E, então, surgiram estes questionamentos: a diferença de gênero, na questão do abuso de álcool, não coloca dificuldades metodológicas ou dilemas éticos e epistemológicos para o pesquisador? A sociedade não trata ou considera de modo diferente o homem alcoólatra e a mulher alcoólatra? Não falar sobre mulheres que bebem em excesso (ou seja, não dar exemplos que as contemplem) e não explicitar que se fará um recorte pelo qual somente homens alcoólatras serão pesquisados, nos permite deduzir que as mulheres não usam álcool na nossa cultura? Isso nos autoriza a pensar que não há mulheres alcoólatras ou que elas não se reconhecem enquanto tais? Ou o silêncio explícito com relação ao uso/abuso de álcool por mulheres estaria refletindo o silêncio ao qual as mulheres se encontram relegadas na nossa cultura, se considerado este tema baseando-se na ótica da dominação masculina 2?

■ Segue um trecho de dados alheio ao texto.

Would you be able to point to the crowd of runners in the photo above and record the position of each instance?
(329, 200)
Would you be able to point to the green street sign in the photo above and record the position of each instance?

A escolha do bar, como lugar de desenvolvimento de pesquisa empírica, poderia estar operando um recorte "silencioso" de gênero, na medida em que é um espaço basicamente freqüentado por homens. Há que se considerar, também, que no campo da dependência de substâncias (embora não exclusivamente nele) é notória a procura de ajuda por parte de mulheres quando essa ajuda é para "curar" ou "resolver" problemas dos filhos ou maridos: muitas vezes, é difícil o pedido de ajuda ser explicitado quando se trata de um tratamento para elas próprias (não somente quando elas são usuárias de substâncias, mas também quando são familiares de alguém que faz uso: não há um reconhecimento de necessidade de ajuda para si e sim de uma orientação para ajudar os outros) 1. Isto também remete à construção do papel da mulher na cultura ocidental enquanto "cuidadora" e responsável pela saúde, educação e comportamento dos filhos (e com os "outros", em geral) 3.
Ao se silenciar com relação ao alcoolismo feminino, corre-se o risco de repetir uma certa "naturalização" operada pelo uso do termo "dependência química" que (além de negar a complexidade própria da questão das drogas, sejam elas lícitas ou ilícitas, por dar ênfase ao produto como causador da dependência, negligenciando concepções contemporâneas que apontam para a sua complexidade), reproduz um olhar não apenas do senso comum que considera os dependentes ou alcoólatras como sendo "todos iguais".
1. Palatnik ES. Aborto e toxicomania: a descoberta e construção de um problema [Dissertação de Mestrado]. Rio de Janeiro: Instituto de Medicina Social, Universidade do Estado do Rio de Janeiro; 2002.
2. Bourdieu P. A dominação masculina. Rio de Janeiro: Bertrand Brasil; 1999.
3. Badinter E. Um amor conquistado: o mito do amor materno. Rio de Janeiro: Nova Fronteira; 1985.